Right. Indeed, Obama is business' chosen messiah, the man who the wealthy elite allowed to ascend to the nation's highest office in order to save the private sector from thirty years of neoliberal orgy and excess, a corporate Democrat cut from the same cloth as Bill Clinton, who spoke in liberalese, exuding good vibes, while ramming NAFTA up labor's chronically raped butthole. Obama Care came pre-approved by Big Pharma and the HMOs, a nice window dressing allowing the health care business to go on pretty much as it has in the past, but now without any threat from future legislative assault. And the Wall Street bailout came with very few strings: most of the top players who caused the financial crisis in the first place are still at the top--hell, a lot of them are working directly for Obama in the White House!
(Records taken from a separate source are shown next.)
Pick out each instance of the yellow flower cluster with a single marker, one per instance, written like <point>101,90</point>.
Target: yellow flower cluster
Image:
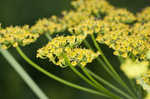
<point>128,42</point>
<point>148,96</point>
<point>93,7</point>
<point>55,49</point>
<point>134,69</point>
<point>144,16</point>
<point>14,36</point>
<point>120,16</point>
<point>51,25</point>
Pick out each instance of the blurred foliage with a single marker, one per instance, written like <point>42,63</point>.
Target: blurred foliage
<point>19,12</point>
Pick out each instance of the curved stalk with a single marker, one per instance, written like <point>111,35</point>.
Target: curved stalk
<point>23,74</point>
<point>92,79</point>
<point>100,88</point>
<point>115,74</point>
<point>108,84</point>
<point>37,67</point>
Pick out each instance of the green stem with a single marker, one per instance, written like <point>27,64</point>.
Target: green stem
<point>23,74</point>
<point>37,67</point>
<point>108,84</point>
<point>96,83</point>
<point>100,61</point>
<point>133,86</point>
<point>100,88</point>
<point>110,66</point>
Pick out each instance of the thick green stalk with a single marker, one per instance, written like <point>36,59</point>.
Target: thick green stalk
<point>37,67</point>
<point>23,74</point>
<point>100,61</point>
<point>96,83</point>
<point>133,86</point>
<point>110,66</point>
<point>100,88</point>
<point>108,84</point>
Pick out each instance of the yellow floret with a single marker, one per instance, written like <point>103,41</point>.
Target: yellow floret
<point>134,69</point>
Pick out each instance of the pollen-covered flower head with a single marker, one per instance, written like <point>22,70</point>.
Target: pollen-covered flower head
<point>147,96</point>
<point>144,81</point>
<point>14,36</point>
<point>144,16</point>
<point>93,7</point>
<point>134,69</point>
<point>50,25</point>
<point>73,18</point>
<point>120,16</point>
<point>55,49</point>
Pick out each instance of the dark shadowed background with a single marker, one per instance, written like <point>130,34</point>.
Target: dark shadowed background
<point>19,12</point>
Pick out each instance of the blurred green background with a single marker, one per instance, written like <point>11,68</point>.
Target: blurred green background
<point>19,12</point>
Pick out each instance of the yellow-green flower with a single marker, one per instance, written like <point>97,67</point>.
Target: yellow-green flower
<point>120,16</point>
<point>14,36</point>
<point>134,69</point>
<point>55,49</point>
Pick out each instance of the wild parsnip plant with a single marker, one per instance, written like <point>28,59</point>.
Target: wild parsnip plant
<point>98,21</point>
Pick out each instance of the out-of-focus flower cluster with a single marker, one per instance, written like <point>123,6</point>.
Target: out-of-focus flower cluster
<point>60,46</point>
<point>14,36</point>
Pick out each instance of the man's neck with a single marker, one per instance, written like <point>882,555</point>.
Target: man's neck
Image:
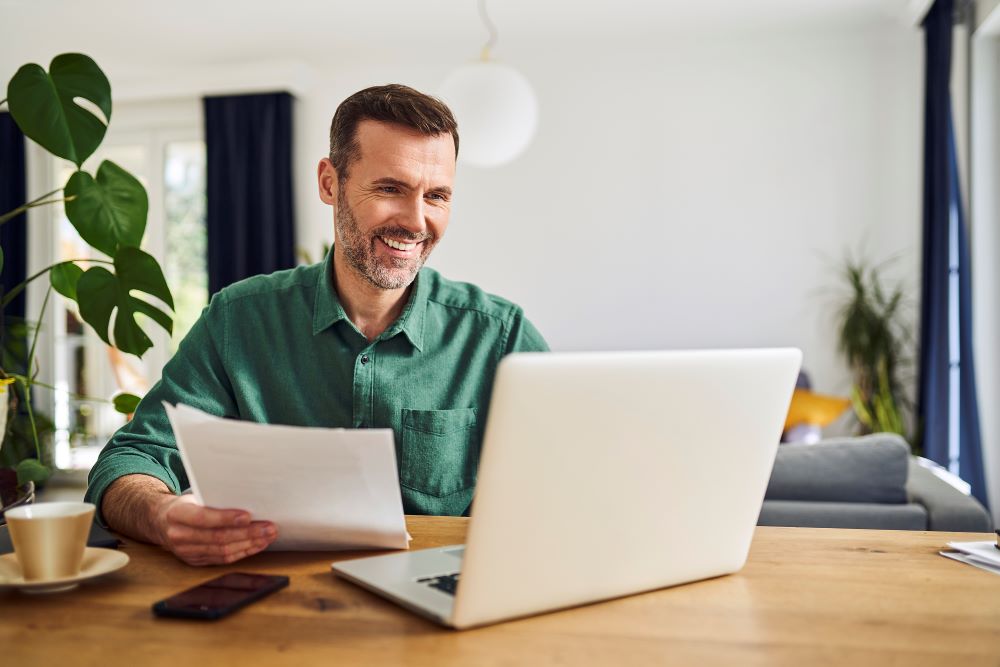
<point>370,308</point>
You've got to be a real conservative wack-job to even entertain the notion that President Obama is somehow "anti-business." Such an assertion dies immediately of absurdity upon utterance.

But what intrigues me here is the notion itself of being "anti-business." What, exactly, does this mean? Unless you're a communist, who believes that workers should own the means of production, or a socialist, who believes that the government should own all enterprise, you can't really be described as being "anti-business." Contrary to the psychotic ravings of various FOX News personalities, President Obama can in no way be described as a communist or a socialist.

Dig a little deeper, and "anti-business" gets a little weirder.

There are millions of businesses in this country. Some sell lemonade; some sell automobiles. Some employ hundreds of thousands; some consist of a single individual. Some compete against each other, while some just try to get out of the way of the big guys. Consider, for instance, all the fishermen put out of business along the Gulf Coast because BP, a major player in a totally unrelated industry, had an oops. Are you "anti-business" if you rhetorically condemn the oil giant for destroying all these small businesses? Or are you pro-business?

If I understand the term correctly based on usage, it seems that one is "anti-business" if he asserts anything that any business anywhere on the planet doesn't like. That is, it's like being "anti-American" or "anti-Israel." It is essentially a meaningless epithet used to slime a political opponent with whom one disagrees.

It's almost amusing. Slime is all the conservatives have left to play with these days.